Раневскую могла утихомирить только Любовь Орлова
«Раневская никогда не была настолько экстравагантна, как ее теперь пытаются представить в популярных сборниках якобы ее цитат. Да, она могла употребить ненормативную лексику, и очень лихо, но совершенно четко знала, когда это можно, а когда нельзя».
О Фаине Раневской рассказывают театровед, драматург — внучатая племянница Любови Орловой Нонна Голикова и супруга «эрзац-внука» Раневской Татьяна Исаева .
Нонна Голикова: «Раневской принадлежит фраза: «Сказать, что Любочка добра, — это все равно что сказать про Льва Толстого, что он писатель не без способностей!»
Моя бабушка Нонна Петровна была родной сестрой Любови Орловой. И когда Любовь Петровна стала строить себе дачу во Внуково, она и для сестры выхлопотала участок по соседству. Орлова и Александров жили очень замкнуто и не любили принимать гостей у себя в доме, так что застолья устраивались в основном у бабушки. Нонна Петровна хоть и не была актрисой, но в этом блестящем кругу не терялась: изящная зеленоглазая красавица, очень гостеприимная, она всегда накрывала щедрые столы. Все ее салаты украшали настурции — съедобные цветы с нежным привкусом редиса. Друзья Любови Петровны быстро становились друзьями и бабушки тоже, и часто оставались на нашей даче погостить. По вечерам у Нонны Петровны на веранде, увитой виноградом, пропахшей клубникой и цветами, играли в преферанс многие знаменитости той эпохи. Большим успехом при этом пользовалась бабушкина водка, настоянная на смородиновых почках — изумрудного цвета и удивительно ароматная. Рюмку этой водки могла позволить себе даже Люба, хотя она всю жизнь сидела на жесточайшей диете, но не потому что худела, а потому что у нее были проблемы с поджелудочной железой.

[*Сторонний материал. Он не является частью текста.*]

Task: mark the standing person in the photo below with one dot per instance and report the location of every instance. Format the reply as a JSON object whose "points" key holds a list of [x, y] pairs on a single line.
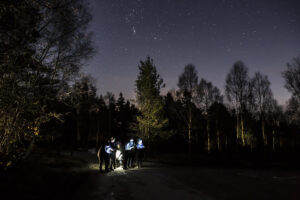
{"points": [[129, 153], [140, 152], [119, 155], [101, 157], [108, 151], [113, 146]]}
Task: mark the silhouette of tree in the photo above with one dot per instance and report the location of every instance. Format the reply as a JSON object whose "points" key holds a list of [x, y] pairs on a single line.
{"points": [[263, 98], [237, 92], [207, 94], [187, 84], [148, 85]]}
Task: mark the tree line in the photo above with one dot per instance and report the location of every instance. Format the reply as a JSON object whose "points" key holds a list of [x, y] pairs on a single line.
{"points": [[46, 102]]}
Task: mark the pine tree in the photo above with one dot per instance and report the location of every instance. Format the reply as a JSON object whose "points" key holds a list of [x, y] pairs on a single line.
{"points": [[150, 103]]}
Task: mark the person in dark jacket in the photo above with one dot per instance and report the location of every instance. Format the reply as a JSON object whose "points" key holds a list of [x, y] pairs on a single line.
{"points": [[129, 153], [113, 146], [101, 157], [140, 152], [107, 155]]}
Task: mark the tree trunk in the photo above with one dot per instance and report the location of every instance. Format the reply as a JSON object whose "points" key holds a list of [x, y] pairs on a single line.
{"points": [[237, 128], [218, 136], [263, 130], [273, 139], [190, 133], [243, 134], [208, 136]]}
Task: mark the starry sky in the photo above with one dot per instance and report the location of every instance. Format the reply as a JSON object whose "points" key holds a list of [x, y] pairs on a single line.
{"points": [[211, 34]]}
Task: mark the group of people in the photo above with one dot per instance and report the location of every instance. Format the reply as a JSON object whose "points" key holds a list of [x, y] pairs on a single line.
{"points": [[114, 155]]}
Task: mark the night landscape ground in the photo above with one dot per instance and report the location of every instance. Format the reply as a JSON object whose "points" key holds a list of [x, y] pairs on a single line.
{"points": [[204, 93], [77, 177]]}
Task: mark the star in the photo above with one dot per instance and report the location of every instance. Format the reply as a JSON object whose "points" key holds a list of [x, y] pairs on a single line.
{"points": [[133, 30]]}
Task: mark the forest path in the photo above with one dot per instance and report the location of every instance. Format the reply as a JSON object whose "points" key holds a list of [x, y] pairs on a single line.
{"points": [[149, 182], [156, 181]]}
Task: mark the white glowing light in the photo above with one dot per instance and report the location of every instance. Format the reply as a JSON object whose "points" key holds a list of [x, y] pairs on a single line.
{"points": [[133, 30]]}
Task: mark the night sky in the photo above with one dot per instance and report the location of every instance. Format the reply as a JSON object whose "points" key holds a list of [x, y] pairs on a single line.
{"points": [[211, 34]]}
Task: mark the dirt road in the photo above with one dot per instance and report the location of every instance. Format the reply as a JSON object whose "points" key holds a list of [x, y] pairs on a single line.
{"points": [[168, 182]]}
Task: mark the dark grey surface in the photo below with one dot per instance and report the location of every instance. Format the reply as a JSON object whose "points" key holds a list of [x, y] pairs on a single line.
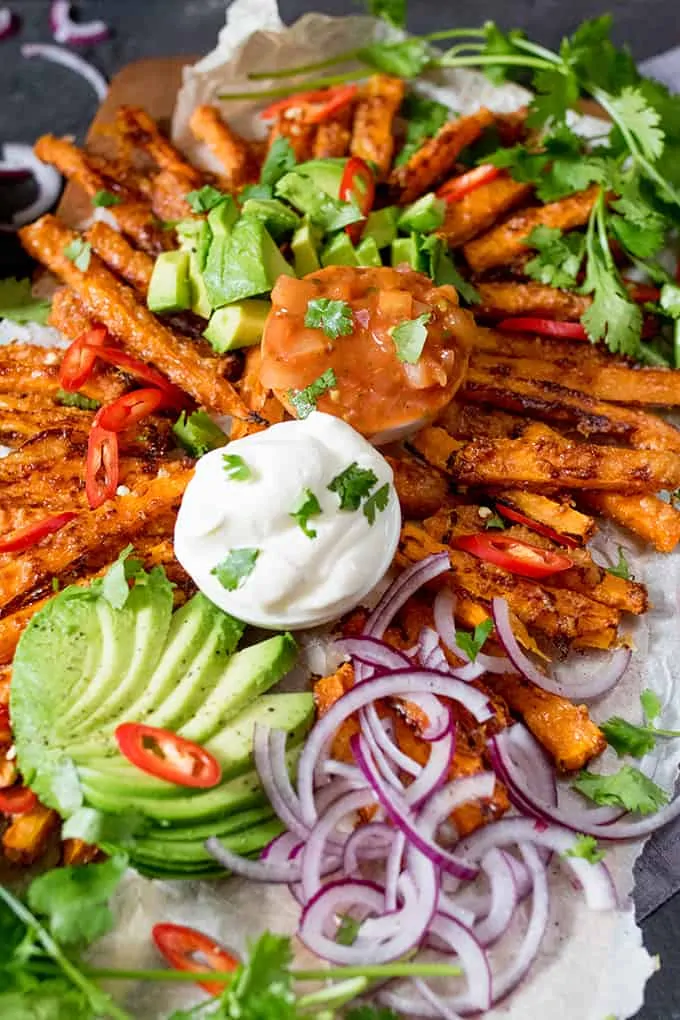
{"points": [[37, 97]]}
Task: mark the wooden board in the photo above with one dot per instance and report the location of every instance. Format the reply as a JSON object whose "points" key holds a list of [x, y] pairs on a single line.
{"points": [[153, 84]]}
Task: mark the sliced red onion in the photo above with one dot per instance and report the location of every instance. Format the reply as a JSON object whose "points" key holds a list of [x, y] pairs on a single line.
{"points": [[504, 898], [508, 979], [594, 878], [70, 60], [417, 831], [65, 31], [399, 684], [21, 158]]}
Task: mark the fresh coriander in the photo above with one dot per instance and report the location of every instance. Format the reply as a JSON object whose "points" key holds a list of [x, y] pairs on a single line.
{"points": [[333, 317], [353, 486], [304, 401], [236, 568], [198, 434], [79, 252], [77, 400], [621, 567], [309, 507], [104, 200], [236, 467], [410, 338], [587, 849], [205, 199], [376, 503], [627, 788], [472, 644]]}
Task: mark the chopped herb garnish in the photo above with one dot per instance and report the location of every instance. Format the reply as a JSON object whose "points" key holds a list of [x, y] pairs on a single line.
{"points": [[79, 252], [621, 568], [236, 467], [76, 400], [376, 503], [304, 401], [205, 199], [333, 317], [198, 434], [104, 199], [353, 485], [310, 507], [472, 644], [18, 304], [234, 569], [627, 788], [587, 849], [410, 338]]}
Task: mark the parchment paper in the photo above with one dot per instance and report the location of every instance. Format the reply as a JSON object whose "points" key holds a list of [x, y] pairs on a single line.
{"points": [[592, 965]]}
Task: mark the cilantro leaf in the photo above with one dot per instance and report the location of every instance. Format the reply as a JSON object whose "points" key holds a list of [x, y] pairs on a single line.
{"points": [[304, 401], [237, 566], [79, 252], [410, 338], [472, 644], [74, 900], [310, 507], [236, 467], [280, 159], [586, 848], [376, 503], [627, 788], [621, 568], [650, 705], [353, 485], [560, 256], [205, 199], [104, 200], [333, 317], [198, 434], [18, 304], [76, 400], [423, 118]]}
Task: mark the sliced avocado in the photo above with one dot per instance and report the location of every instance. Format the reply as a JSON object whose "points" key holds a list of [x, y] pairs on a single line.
{"points": [[248, 674], [425, 215], [168, 289], [368, 254], [340, 251], [305, 250], [381, 225], [241, 324], [278, 218], [326, 173]]}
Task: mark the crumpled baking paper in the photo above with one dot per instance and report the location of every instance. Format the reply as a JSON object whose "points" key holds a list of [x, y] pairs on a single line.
{"points": [[592, 965]]}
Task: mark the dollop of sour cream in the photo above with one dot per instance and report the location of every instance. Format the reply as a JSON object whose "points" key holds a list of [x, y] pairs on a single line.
{"points": [[242, 538]]}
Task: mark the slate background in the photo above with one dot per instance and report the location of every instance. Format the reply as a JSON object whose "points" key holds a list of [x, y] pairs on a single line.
{"points": [[37, 97]]}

Бабушка умела не только организовывать праздники, у нее получалось все, за что бы она ни бралась. Она была искусным садоводом и выращивала у себя на участке множество редких растений — Люба из своих бесчисленных поездок привозила ей саженцы. С Сахалина, например, привезла сахалинскую гречиху, имевшую способность быстро образовывать непроходимые заросли. И бабушка нашла ей применение — замаскировала этими зарослями туалет. Интересно, что на своем участке Орлова цветоводством не занималась, у нее там рос настоящий березовый лес. Однажды Люба привезла откуда-то хосту — декоративное растение с сизыми листьями. Помню, как эту хосту бабушка сажала вдвоем с Раневской вдоль дорожек.
Фаина Георгиевна иногда гостила у нас, бабушка ее селила в отдельно стоявшем маленьком беленьком домике. В нем была единственная комната с печкой и веранда. Душ на дворе, из бочки. Но Раневскую быт не волновал. «Я здесь нюхаю розы!» — объясняла она свою любовь к нашей даче. И при этом картинно срывала цветок и подносила к лицу.

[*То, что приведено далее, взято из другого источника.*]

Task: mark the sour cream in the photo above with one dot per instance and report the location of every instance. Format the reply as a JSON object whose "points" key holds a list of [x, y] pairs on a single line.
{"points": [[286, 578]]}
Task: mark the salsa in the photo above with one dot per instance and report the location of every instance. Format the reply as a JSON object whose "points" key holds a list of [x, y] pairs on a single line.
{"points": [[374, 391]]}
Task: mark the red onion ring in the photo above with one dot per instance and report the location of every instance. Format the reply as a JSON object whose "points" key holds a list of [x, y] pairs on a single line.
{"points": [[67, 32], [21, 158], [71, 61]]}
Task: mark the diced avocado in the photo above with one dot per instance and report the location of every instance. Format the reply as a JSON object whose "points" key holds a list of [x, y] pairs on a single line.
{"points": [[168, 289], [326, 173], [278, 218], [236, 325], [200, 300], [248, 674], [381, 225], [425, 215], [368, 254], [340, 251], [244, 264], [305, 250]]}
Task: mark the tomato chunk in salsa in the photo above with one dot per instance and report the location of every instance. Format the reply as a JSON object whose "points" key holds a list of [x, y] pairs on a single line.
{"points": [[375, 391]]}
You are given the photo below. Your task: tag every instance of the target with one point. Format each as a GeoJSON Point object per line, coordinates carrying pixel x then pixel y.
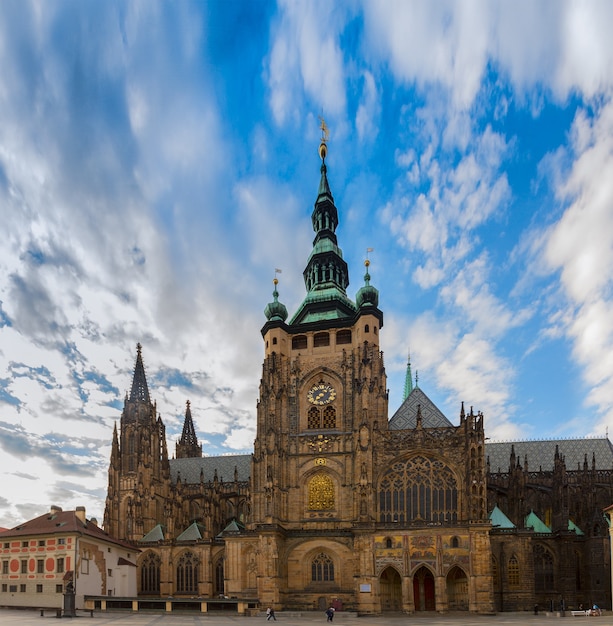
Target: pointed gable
{"type": "Point", "coordinates": [534, 522]}
{"type": "Point", "coordinates": [155, 534]}
{"type": "Point", "coordinates": [500, 520]}
{"type": "Point", "coordinates": [193, 532]}
{"type": "Point", "coordinates": [406, 416]}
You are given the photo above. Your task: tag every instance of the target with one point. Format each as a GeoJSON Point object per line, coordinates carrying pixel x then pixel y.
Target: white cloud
{"type": "Point", "coordinates": [306, 59]}
{"type": "Point", "coordinates": [580, 246]}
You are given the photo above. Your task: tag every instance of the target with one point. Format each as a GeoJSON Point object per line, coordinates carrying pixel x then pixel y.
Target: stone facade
{"type": "Point", "coordinates": [338, 505]}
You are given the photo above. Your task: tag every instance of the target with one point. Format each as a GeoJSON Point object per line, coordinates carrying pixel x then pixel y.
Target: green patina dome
{"type": "Point", "coordinates": [275, 310]}
{"type": "Point", "coordinates": [367, 295]}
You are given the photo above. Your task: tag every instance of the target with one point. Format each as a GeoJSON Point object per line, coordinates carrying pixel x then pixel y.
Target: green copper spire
{"type": "Point", "coordinates": [408, 381]}
{"type": "Point", "coordinates": [326, 275]}
{"type": "Point", "coordinates": [275, 311]}
{"type": "Point", "coordinates": [367, 295]}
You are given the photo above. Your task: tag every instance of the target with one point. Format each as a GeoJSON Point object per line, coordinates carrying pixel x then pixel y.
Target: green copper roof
{"type": "Point", "coordinates": [538, 526]}
{"type": "Point", "coordinates": [326, 275]}
{"type": "Point", "coordinates": [367, 295]}
{"type": "Point", "coordinates": [500, 520]}
{"type": "Point", "coordinates": [275, 310]}
{"type": "Point", "coordinates": [192, 533]}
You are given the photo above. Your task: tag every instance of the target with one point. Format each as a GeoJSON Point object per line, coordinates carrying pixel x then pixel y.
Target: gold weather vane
{"type": "Point", "coordinates": [325, 136]}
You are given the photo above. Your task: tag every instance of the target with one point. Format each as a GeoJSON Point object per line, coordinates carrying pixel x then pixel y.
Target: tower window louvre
{"type": "Point", "coordinates": [343, 337]}
{"type": "Point", "coordinates": [321, 339]}
{"type": "Point", "coordinates": [299, 342]}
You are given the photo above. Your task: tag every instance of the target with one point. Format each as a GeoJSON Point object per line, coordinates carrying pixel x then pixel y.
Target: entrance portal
{"type": "Point", "coordinates": [457, 590]}
{"type": "Point", "coordinates": [423, 590]}
{"type": "Point", "coordinates": [391, 590]}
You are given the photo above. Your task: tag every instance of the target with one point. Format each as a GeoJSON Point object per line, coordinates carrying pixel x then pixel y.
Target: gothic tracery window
{"type": "Point", "coordinates": [513, 572]}
{"type": "Point", "coordinates": [321, 492]}
{"type": "Point", "coordinates": [150, 573]}
{"type": "Point", "coordinates": [543, 569]}
{"type": "Point", "coordinates": [187, 573]}
{"type": "Point", "coordinates": [321, 418]}
{"type": "Point", "coordinates": [322, 568]}
{"type": "Point", "coordinates": [420, 488]}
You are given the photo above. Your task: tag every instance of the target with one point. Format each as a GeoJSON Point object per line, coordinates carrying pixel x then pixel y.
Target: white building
{"type": "Point", "coordinates": [41, 557]}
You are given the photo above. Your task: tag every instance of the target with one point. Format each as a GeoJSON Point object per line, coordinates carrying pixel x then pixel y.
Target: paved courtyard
{"type": "Point", "coordinates": [10, 617]}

Когда у нас гостила Раневская, всегда заходила и соседка по даче — актриса Театра сатиры Ева Яковлевна Милютина (никогда не забуду ее блистательный чарльстон в спектакле «Клоп» — спиной к зрителям, в платье с огромным бантом ниже талии). Как-то они с бабушкой, Раневской, Любовью Петровной и моим отцом сидели на веранде, и хохот стоял такой, что меня разобрало любопытство — что же там происходит? Я прибежала посмотреть, но на меня лишь замахали руками: «Машенька (это мое домашнее имя), уходи-уходи». Можно только догадываться, что они там себе позволяли!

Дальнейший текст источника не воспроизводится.